This should be a "no brainer" to have the calls going to the backup...at least we wouldn't be knocked out of the box like we are now.....what is the backup number for anyhow?
#62489 by murphy
Wed Aug 18, 2010 12:29 am
The problem with that is that this was not a universal outage. My phones worked fine all day. How do they determine who is working and who isn't?
#62493 by iamslick
Wed Aug 18, 2010 4:59 am
Apparently this was such a big outage, call forwarding did not even work. Calls I forwarded to a cell phone number terminated on the 2nd or 3rd ring, or immediately on pickup. Being able to forward a call implies there is a carrier to process that request, and if that carrier is gone, so is the ability to process or forward any calls.

This was a serious outage. It points out that the fact that Ooma still has a lot to learn about the phone business. Part of Ooma being so cheap ,apparently, is we have to tolerate a lack of redundant services on the backend. This will lead to more frequent outages, and also more severe outages. There is a reason regular land line phones never go out. They are very hardened networks, and they are expensive to build and maintain. Everything Ooma will do to increase reliability, redundancy, etc. will drive up cost.
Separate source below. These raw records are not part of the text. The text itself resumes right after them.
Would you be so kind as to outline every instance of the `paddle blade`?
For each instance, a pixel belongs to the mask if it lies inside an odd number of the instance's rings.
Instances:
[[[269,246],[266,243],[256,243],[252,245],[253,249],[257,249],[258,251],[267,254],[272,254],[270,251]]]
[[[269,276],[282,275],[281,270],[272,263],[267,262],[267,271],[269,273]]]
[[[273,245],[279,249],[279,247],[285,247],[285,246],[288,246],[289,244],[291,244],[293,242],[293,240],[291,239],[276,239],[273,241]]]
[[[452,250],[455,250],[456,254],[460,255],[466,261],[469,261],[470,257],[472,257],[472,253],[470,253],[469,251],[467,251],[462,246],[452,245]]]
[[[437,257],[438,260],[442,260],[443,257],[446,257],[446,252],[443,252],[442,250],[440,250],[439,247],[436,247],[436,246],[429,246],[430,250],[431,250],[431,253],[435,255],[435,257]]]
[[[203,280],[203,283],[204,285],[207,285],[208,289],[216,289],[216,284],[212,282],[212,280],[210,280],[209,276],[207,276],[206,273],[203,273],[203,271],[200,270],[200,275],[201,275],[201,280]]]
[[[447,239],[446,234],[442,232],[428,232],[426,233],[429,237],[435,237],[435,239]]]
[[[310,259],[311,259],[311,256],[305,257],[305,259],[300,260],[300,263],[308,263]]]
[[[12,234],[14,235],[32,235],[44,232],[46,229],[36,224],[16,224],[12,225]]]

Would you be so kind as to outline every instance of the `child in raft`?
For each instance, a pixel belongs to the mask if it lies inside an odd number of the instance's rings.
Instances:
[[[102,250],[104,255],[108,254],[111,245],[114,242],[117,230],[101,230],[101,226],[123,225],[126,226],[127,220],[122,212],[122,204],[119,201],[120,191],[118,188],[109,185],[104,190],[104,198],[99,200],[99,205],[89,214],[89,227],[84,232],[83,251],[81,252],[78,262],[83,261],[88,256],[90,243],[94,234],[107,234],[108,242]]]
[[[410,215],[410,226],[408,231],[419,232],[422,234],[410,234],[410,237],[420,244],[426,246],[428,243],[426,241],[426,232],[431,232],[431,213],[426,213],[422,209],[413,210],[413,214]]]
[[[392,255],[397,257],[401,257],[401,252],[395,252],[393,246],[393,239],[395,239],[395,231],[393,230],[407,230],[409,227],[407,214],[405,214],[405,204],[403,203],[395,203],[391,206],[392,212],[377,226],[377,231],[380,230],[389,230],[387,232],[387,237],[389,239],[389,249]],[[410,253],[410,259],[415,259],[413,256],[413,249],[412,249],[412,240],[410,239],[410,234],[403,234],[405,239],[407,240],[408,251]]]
What Ooma CAN control is communication. The support 800 number informed me there was an outage and it was being worked, but why no updates to the forum or twitter? Because in this day and age people search the internet before buying, and can see all of that history of unreliability, and so those methods of communication can hurt Ooma. Can't send an email to each Ooma customer, because someone will cut and paste it into the forum. There's pretty much nothing else they could have done to both inform and protect themselves from bad press.

I recommend Ooma a lot, but now it will come with the caveat of "Don't switch to Ooma unless you can do without your phone for a day or two each year".
#62496 by DTMF
Wed Aug 18, 2010 5:46 am
The problem with routing calls around this particular outage was that the outage was with a carrier that is BETWEEN the caller's phone company and Ooma. They don't control that part of the network, because it is not their network and it is run by another company.
#62497 by DTMF
Wed Aug 18, 2010 5:50 am
iamslick wrote:I recommend Ooma a lot, but now it will come with the caveat of "Don't switch to Ooma unless you can do without your phone for a day or two each year".
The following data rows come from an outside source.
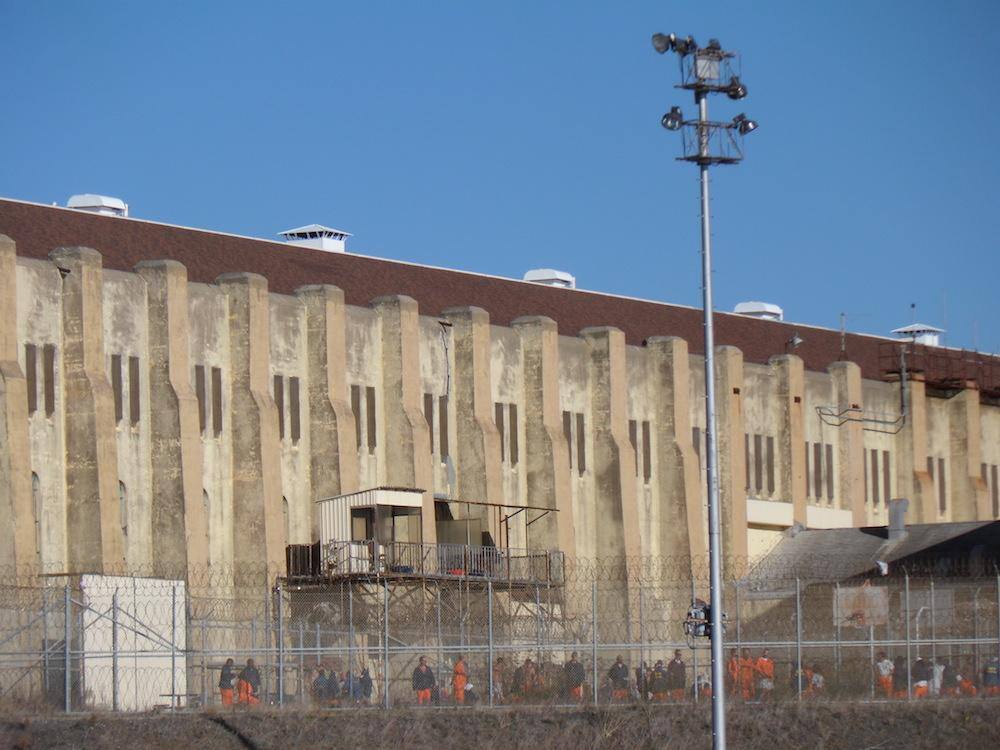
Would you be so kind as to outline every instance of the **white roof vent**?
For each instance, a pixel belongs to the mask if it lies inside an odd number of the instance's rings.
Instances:
[[[904,341],[912,341],[914,344],[941,346],[941,334],[945,333],[945,330],[929,326],[926,323],[913,323],[902,328],[896,328],[893,333]]]
[[[563,289],[576,289],[576,276],[554,268],[532,268],[524,274],[525,281],[546,286],[558,286]]]
[[[103,216],[128,216],[128,203],[121,198],[112,198],[110,195],[95,195],[93,193],[71,195],[66,201],[66,207]]]
[[[297,229],[286,229],[278,232],[279,237],[284,237],[289,245],[299,247],[311,247],[314,250],[326,250],[330,253],[346,253],[347,238],[350,232],[342,229],[324,227],[322,224],[307,224]]]
[[[770,302],[740,302],[733,308],[737,315],[748,315],[761,320],[784,320],[785,311]]]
I've had Internet providers that delivered the level of service you describe. For the low low price that we're paying for Ooma service, IMO 1-2 days of outage out of every 365 is not unreasonable.

Nonetheless, I think the scope and ETA for a fix for this outage could have been communicated better. It was never mentioned at http://twitter.com/ooma_status
#62784 by oomg
Sat Aug 21, 2010 7:16 am
Since I am in one of those remote canyons in and around SoCal, cell phone reception at my home is not a good backup opti0n, so I have retained minimal pots (1 line) as a backup. There is no voice mail, and the ringer is usually turned off on that line. Would setting my Ooma line to multiring the pots line (as opposed to CF on network outage) work in a situation like the one experienced here?
#62796 by DTMF
Sat Aug 21, 2010 9:21 am
oomg wrote:Would setting my Ooma line to multiring the pots line (as opposed to CF on network outage) work in a situation like the one experienced here?
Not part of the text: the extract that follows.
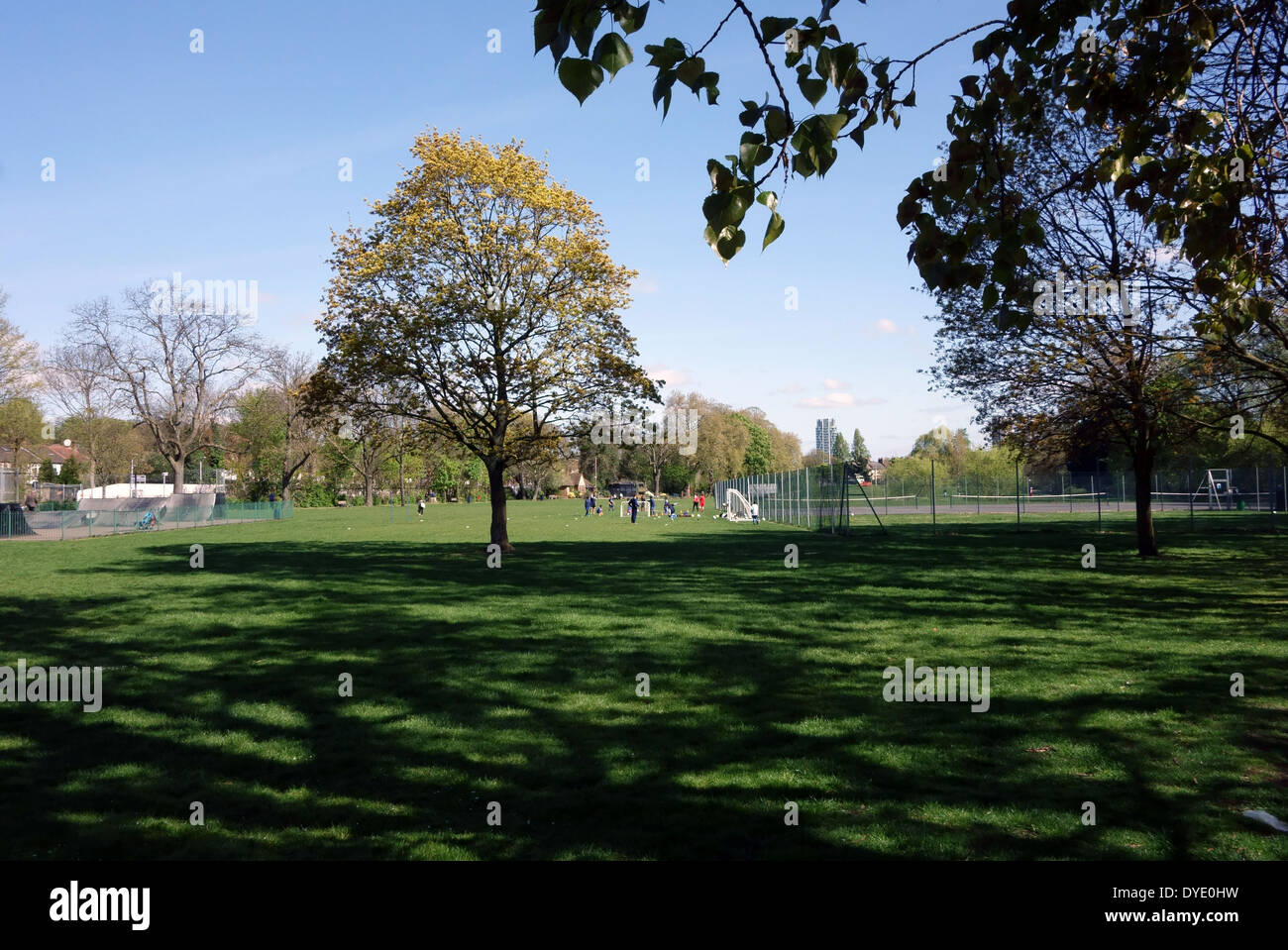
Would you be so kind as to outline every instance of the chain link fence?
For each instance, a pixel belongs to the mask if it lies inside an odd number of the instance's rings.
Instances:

Not in this particular situation. This outage was at the third-party provider that delivers calls from your number to the Ooma network. Since calls weren't getting to Ooma, there was no opportunity for Ooma to deliver them anywhere. It wouldn't have mattered where we had multi-ring configured to ring this time.

This outage was unusual, since most outages in the past have been on the Ooma network. For many outages on the Ooma network or any outage at your ISP, your workaround would work.